Sorry to hear that? That's a bummer. Best wishes on a quick back recovery.


----------



## GrizzlyHunter

I'm hunting in Da' UP for firearms opener in November.

And in Iowa, Zone 6, for the first gun hunt in December. I can hardly wait:


----------



## SuperHunter18

A lot has transpired for me since I last checked in on this thread! I just recently got back from a hunt in Texas where I took an Axis deer and a Mouflon Ram.

I am headed to Newfoundland for moose the 1st week of October and then later in October I am headed back to South Africa for plains game!! When I hunted there in 2013 I was way up in the NE corner in the Limpopo province right along the Limpopo river. This time I will be in the SE corner of the country flying in to Port Elizabeth, can't wait!

Then back to Texas in December for a management whitetail hunt, hogs and coyotes!


----------



## MallardMaster

SuperHunter18 said:


> A lot has transpired for me since I last checked in on this thread! I just recently got back from a hunt in Texas where I took an Axis deer and a Mouflon Ram.
> 
> I am headed to Newfoundland for moose the 1st week of October and then later in October I am headed back to South Africa for plains game!! When I hunted there in 2013 I was way up in the NE corner in the Limpopo province right along the Zimbabwe river. This tiem I will be in the SE corner of the country flying in to Port Elizabeth, can't wait!
> 
> Then back to Texas in December for a management whitetail hunt, hogs and coyotes!

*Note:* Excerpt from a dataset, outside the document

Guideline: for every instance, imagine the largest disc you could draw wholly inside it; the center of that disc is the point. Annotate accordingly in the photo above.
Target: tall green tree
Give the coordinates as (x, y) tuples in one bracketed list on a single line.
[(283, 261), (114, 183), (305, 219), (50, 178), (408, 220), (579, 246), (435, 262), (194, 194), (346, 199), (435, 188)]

Ohhhh Baby!!! It is going to be Africa Hot for you at the end of October. I am really jealous of your trip though. I am still waiting to get back there again for my 2nd trip.
I am also jealous of your trip to Newfoundland. It was a year ago when I started getting jazzed up about my trip. Its going to be fun so enjoy the next couple of months!
Where in TX did you get your Axis and Mouflon Ram at? I have been looking into various places to do a hunt like that.


----------



## SuperHunter18

MallardMaster said:


> Ohhhh Baby!!! It is going to be Africa Hot for you at the end of October. I am really jealous of your trip though. I am still waiting to get back there again for my 2nd trip.
> I am also jealous of your trip to Newfoundland. It was a year ago when I started getting jazzed up about my trip. Its going to be fun so enjoy the next couple of months!
> Where in TX did you get your Axis and Mouflon Ram at? I have been looking into various places to do a hunt like that.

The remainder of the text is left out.